Add ^3√22 + 3√22 + √22.
To add ^3√22 + 3√22 + √22, we can simplify the problem by combining like terms.
First, let's combine the terms with the same radical (^3√22 and 3√22):
^3√22 + 3√22 = (^3√22 + 3√22)
Since the two terms have the same radical (^3√22), we can add their coefficients:
(^3√22 + 3√22) = (1 + 3)√22
Simplifying further:
(1 + 3)√22 = 4√22
Now, we can add the remaining term (√22):
4√22 + √22 = 5√22
Therefore, ^3√22 + 3√22 + √22 simplifies to 5√22.

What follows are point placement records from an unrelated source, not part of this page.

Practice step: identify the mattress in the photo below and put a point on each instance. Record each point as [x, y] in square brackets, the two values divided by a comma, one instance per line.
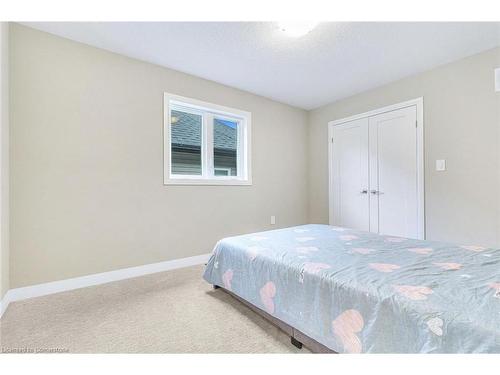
[359, 292]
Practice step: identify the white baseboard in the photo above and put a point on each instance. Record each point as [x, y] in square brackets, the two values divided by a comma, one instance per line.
[39, 290]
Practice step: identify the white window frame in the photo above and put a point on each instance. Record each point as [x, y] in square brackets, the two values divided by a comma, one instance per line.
[209, 111]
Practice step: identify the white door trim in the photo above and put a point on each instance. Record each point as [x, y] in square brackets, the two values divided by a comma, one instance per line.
[419, 104]
[53, 287]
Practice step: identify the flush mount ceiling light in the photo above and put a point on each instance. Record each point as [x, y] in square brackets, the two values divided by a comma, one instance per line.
[297, 29]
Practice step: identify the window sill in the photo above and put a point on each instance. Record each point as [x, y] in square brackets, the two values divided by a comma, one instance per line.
[207, 182]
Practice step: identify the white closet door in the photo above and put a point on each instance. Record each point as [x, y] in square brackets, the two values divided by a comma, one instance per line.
[393, 173]
[350, 175]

^3√22 + 3√22 + √22 can be simplified as follows:
^3√22 is the same as 22^(1/3).
3√22 is the same as 3 * 22^(1/2).
√22 is the same as 1 * 22^(1/2).
To add these terms, we need to have the same exponent for the base 22. Since ^3√22 has an exponent of 1/3, we need to convert the other terms to the same exponent. We can do this by rewriting 22^(1/2) as 22^(2/6) and 22^(1/3) as 22^(2/6).
So, ^3√22 + 3√22 + √22 becomes:
22^(1/3) + 3 * 22^(2/6) + 1 * 22^(2/6).
Now that they share the same exponent, we can add the coefficients of the terms:
1/3 + 3 * 2/6 + 2/6.
Simplifying the coefficients, we get:
1/3 + 1 + 1/3.
Combining the coefficients, we have:
1/3 + 3/3 + 1/3 = 5/3.
Therefore, ^3√22 + 3√22 + √22 equals 5/3.

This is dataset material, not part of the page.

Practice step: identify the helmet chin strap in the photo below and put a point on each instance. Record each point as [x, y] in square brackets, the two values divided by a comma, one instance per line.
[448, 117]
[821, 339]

To simplify the expression ^3√22 + 3√22 + √22, we can start by combining the like terms. In this case, all the terms have the same radical, which is √22.
Since there are three terms with √22, we can add the coefficients in front of the radical:
1 + 3 + 1 = 5
So, the simplified expression is 5√22.